Ne zaman seni düşünsem yalnızlığım aklıma gelir

Bir ürperti gibi derinden derine duyarım çaresizliğimi

Nedir bu gürültüler derim, top patlamaları

Nedir bu şakaklarımda zonklayan ağrı

İçimden dalga dalga boşanan gözyaşları ne

Bu hangi nehir ki uzayıp gider alabildiğine

Nedir bu ümitsizlik dolu bu kahır dolu yaşlar

Bu denizler altında kopup gelen fırtına

Bu bir çağlayan gibi uğultulu yaşlar

Oysa zamandır ilerleyen imkansızlıklar içinde

Başlangıcı olmayan bir sondur yaklaştığım

Bu ipince nehir nereye gidiyor bilen var mı

Ağlatan ne beni

O doyamadığım dakikalar mı

Düşen aksi mi gözlerime o bal rengi gözlerin

Ki içimde çalkantısıyla hıçkırır denizlerin

Sorarım; bu ağlamak ne kadar, nereye kadar

O zaman rüzgar durur, fırtına diner ansızın

Kapanır yorgun gözlerim bir gece başlar

Ve karanlık uykularla sürer ağlama saatleri

Uyanınca bir ıslak şafaktır gördüğüm

Bir büyük resimdir gökyüzü seyrederim

Yine Özleminle yanıp tutuşur göz bebeklerim

Duyarım vurgularını başımda çaresizliğin

Ben ağlayacak adam değildim bir kadın için

Beni perişan edecek ne vardı bu kadar

Bir de "Erkekler ağlamaz" diyorsun

Tanrılığından utanmasa

Tanrı bile ağlar.

                                            Ümit Yaşar OĞUZCAN


** Bu şiiri okuyunca, bir insan niye ağlar diye sordum kendime.
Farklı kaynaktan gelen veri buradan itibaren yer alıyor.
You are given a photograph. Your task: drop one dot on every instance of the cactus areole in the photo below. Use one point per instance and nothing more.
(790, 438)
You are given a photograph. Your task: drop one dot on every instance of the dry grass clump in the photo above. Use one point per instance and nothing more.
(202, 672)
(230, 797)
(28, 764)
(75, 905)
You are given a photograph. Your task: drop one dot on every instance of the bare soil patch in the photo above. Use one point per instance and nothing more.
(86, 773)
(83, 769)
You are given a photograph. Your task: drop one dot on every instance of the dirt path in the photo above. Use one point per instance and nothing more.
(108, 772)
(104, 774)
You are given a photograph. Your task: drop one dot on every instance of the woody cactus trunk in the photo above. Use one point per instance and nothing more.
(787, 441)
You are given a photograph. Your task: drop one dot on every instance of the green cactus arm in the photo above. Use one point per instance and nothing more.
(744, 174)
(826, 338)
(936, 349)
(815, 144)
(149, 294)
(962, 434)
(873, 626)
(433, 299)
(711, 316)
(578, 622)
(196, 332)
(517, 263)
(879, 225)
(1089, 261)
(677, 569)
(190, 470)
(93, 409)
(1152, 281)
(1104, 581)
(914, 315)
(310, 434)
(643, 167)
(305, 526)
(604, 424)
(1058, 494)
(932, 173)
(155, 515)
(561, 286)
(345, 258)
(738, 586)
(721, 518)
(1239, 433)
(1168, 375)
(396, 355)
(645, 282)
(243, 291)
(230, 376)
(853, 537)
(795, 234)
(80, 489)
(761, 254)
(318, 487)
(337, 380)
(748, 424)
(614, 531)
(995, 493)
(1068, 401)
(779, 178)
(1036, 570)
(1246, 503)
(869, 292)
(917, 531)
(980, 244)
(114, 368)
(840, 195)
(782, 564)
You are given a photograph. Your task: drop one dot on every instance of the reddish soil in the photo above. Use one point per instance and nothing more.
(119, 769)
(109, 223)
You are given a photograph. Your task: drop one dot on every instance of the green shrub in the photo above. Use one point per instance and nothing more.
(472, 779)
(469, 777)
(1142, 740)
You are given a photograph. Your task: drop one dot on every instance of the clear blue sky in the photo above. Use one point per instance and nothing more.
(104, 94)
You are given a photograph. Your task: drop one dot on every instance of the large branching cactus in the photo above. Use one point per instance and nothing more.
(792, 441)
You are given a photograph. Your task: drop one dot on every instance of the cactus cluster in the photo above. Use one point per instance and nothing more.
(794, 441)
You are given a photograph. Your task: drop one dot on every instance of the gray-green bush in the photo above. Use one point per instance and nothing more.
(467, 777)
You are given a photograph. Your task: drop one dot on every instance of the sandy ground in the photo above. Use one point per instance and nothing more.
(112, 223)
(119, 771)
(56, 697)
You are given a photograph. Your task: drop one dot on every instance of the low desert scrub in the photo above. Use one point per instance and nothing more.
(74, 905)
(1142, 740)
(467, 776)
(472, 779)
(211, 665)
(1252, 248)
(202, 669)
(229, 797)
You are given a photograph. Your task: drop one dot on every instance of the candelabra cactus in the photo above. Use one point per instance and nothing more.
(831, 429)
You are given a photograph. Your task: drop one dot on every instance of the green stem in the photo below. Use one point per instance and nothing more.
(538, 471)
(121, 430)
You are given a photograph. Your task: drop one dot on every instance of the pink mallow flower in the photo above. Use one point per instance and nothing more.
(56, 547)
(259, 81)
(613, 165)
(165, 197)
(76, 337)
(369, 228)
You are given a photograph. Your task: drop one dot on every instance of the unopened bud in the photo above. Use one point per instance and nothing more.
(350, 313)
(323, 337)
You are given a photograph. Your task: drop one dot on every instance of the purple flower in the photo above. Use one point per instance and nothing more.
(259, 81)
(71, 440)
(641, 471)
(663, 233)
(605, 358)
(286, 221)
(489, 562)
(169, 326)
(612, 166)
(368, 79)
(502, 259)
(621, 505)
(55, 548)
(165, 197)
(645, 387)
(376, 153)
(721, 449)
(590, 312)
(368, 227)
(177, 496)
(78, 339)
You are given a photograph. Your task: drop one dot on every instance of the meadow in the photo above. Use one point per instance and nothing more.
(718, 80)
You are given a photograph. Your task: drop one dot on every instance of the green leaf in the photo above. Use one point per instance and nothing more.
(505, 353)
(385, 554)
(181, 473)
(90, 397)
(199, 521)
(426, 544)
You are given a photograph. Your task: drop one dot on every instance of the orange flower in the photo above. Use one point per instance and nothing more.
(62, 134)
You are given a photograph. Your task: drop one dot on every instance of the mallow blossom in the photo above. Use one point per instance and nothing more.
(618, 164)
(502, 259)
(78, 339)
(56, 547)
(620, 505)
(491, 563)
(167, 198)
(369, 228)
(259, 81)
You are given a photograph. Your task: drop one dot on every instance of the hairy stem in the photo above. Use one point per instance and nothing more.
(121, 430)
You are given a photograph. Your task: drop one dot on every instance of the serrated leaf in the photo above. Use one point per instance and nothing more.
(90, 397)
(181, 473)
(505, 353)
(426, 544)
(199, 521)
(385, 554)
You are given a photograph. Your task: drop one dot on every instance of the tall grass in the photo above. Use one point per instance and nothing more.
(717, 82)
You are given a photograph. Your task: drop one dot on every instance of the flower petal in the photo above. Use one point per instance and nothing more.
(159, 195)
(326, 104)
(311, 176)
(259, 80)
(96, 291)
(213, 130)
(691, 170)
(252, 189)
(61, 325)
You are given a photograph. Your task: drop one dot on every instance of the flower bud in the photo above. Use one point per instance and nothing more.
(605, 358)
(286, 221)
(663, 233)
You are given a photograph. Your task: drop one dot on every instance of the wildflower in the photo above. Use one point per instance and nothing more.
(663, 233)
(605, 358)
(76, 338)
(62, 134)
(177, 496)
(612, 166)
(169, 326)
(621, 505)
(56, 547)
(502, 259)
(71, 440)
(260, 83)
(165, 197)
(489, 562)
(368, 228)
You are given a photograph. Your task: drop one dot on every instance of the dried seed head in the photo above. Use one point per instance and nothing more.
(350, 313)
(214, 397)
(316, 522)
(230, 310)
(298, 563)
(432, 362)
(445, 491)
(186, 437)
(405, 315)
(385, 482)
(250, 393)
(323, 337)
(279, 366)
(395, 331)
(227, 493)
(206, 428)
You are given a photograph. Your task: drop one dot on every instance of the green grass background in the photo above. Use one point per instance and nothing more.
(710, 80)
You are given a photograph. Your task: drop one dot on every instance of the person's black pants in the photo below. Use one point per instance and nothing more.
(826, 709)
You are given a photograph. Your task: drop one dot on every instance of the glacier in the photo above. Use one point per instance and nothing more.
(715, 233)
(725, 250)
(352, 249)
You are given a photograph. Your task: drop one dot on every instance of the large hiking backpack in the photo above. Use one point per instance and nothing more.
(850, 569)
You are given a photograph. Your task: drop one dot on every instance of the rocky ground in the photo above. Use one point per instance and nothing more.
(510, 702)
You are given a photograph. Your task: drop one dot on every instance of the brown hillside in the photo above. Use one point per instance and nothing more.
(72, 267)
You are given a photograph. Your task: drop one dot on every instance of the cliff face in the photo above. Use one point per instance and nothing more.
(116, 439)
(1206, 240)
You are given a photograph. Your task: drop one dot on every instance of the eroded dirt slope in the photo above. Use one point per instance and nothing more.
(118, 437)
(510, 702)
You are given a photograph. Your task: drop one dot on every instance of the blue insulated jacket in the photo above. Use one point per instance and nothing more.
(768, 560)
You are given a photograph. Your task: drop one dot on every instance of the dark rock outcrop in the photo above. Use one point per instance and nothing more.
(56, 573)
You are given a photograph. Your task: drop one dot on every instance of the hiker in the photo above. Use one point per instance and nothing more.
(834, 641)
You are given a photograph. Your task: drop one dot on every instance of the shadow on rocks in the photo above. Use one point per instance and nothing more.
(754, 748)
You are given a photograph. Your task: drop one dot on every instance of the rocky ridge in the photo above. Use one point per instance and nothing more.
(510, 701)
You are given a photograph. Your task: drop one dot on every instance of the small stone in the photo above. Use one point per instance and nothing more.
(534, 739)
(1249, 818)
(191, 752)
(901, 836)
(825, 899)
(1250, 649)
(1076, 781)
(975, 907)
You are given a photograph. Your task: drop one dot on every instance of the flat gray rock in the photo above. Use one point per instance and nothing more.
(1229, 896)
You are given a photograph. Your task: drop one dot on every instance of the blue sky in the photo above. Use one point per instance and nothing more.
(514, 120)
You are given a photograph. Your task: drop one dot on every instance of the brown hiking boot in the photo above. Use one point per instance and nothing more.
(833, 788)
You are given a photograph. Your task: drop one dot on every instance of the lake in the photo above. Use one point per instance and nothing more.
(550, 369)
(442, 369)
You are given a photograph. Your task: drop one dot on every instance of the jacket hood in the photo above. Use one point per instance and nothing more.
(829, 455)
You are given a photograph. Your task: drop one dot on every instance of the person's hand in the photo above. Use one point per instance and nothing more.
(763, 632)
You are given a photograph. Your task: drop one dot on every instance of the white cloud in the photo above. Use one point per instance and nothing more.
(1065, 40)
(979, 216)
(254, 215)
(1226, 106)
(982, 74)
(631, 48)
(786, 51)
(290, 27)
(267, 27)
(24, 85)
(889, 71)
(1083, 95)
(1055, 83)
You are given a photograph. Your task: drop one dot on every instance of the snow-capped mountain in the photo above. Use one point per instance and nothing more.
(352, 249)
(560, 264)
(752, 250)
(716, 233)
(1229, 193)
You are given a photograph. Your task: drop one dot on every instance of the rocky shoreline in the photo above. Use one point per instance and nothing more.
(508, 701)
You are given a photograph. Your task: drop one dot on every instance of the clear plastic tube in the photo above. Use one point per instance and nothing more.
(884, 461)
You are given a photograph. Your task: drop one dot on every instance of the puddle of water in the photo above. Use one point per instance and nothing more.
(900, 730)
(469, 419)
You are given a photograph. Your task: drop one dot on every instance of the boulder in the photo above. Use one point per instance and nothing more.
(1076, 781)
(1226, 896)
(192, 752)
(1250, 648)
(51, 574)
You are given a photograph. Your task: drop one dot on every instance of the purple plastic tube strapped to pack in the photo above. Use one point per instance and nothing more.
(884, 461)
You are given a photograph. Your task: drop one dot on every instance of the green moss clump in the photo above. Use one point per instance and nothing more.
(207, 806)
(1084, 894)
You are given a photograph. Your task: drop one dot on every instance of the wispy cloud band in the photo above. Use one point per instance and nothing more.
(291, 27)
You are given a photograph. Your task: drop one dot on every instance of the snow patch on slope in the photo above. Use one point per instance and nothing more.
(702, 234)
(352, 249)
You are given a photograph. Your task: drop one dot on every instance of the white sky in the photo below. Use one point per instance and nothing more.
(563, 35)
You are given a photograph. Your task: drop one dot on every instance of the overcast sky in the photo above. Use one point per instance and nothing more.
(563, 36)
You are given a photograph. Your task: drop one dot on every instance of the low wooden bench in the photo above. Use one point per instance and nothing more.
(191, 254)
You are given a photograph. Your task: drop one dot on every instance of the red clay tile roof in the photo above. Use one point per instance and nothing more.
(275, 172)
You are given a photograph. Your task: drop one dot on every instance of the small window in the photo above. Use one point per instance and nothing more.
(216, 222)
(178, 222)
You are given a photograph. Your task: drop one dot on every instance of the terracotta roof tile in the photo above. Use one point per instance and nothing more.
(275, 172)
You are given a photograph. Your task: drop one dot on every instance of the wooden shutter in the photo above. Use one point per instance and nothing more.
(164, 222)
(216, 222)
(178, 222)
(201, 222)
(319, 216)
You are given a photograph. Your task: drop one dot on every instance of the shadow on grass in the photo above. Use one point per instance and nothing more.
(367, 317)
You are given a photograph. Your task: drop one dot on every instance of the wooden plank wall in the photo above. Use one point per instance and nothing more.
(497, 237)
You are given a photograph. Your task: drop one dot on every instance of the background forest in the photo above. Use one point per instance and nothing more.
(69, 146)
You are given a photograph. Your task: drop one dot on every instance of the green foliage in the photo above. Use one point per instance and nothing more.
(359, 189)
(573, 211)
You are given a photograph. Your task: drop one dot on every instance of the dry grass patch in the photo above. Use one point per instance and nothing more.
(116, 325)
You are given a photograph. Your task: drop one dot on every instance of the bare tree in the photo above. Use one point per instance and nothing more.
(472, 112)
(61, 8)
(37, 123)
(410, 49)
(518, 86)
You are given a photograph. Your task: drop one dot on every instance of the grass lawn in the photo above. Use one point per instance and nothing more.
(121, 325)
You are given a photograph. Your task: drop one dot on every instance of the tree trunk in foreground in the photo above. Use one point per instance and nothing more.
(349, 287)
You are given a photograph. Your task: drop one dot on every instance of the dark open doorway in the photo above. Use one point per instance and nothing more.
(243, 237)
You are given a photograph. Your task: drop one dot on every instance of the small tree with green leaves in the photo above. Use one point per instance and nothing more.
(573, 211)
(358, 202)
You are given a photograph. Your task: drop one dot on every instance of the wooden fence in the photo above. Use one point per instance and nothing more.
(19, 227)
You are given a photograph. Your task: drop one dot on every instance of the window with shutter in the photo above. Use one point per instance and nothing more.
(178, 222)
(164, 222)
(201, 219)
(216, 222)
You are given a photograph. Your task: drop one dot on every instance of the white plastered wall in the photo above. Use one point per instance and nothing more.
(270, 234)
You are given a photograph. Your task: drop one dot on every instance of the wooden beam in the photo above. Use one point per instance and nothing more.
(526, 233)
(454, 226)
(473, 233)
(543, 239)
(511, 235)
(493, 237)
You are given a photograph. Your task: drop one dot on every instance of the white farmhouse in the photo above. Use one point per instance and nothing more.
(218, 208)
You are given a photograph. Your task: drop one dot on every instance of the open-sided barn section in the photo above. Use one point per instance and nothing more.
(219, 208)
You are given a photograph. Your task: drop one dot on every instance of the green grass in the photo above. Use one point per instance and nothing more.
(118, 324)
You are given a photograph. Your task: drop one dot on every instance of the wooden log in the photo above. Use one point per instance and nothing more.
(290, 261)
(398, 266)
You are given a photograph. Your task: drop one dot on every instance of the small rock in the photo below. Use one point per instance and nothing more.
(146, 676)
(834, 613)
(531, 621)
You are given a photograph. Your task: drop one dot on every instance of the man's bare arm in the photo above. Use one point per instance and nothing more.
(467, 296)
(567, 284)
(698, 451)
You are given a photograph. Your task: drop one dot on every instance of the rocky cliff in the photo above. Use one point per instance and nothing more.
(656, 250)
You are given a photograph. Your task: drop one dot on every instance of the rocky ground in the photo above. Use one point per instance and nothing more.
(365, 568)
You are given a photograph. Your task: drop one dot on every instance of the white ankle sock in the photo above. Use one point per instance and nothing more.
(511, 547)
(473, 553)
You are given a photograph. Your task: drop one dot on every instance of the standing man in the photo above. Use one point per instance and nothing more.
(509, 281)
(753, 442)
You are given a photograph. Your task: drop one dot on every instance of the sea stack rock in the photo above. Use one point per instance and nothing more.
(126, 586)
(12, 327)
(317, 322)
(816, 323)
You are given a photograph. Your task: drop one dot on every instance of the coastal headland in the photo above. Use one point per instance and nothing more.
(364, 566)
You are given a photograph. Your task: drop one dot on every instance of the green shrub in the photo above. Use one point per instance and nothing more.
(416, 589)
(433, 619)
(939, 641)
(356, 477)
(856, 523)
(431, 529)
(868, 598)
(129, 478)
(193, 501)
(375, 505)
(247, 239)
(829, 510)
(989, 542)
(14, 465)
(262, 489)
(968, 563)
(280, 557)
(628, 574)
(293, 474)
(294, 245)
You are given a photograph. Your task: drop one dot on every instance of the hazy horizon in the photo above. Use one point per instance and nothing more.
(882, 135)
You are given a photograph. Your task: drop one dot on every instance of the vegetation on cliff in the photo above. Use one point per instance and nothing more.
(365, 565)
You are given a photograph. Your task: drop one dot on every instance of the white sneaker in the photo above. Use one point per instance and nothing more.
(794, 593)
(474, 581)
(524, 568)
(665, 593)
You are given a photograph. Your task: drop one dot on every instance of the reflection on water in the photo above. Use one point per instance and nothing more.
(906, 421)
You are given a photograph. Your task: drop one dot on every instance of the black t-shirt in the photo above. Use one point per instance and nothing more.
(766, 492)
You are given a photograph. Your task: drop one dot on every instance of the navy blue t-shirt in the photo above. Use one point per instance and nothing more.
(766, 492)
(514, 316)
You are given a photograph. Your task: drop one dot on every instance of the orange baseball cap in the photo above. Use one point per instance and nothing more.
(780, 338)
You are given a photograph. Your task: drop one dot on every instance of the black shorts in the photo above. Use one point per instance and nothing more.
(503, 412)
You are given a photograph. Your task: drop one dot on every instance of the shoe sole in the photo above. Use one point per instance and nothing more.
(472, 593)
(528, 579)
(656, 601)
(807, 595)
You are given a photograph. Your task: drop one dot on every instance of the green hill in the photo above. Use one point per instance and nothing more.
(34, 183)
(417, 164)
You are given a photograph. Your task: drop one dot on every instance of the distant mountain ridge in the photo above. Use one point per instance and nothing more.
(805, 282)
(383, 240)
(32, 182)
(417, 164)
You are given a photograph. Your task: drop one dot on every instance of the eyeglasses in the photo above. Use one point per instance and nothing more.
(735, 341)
Epeyce düşündükten sonra mantıklı yanıt bulmuştum: Çaresizlik... İnsanı ağlatan buydu, bu duyguydu. Hani elinden bir şey gelmez ya insanın, bir tek şeye gücü yetiyordur sadece, o da ağlamak.. Bu yüzden bu şiiri ne zaman okursam okuyayım, her okuduğumda çaresiz hissederim.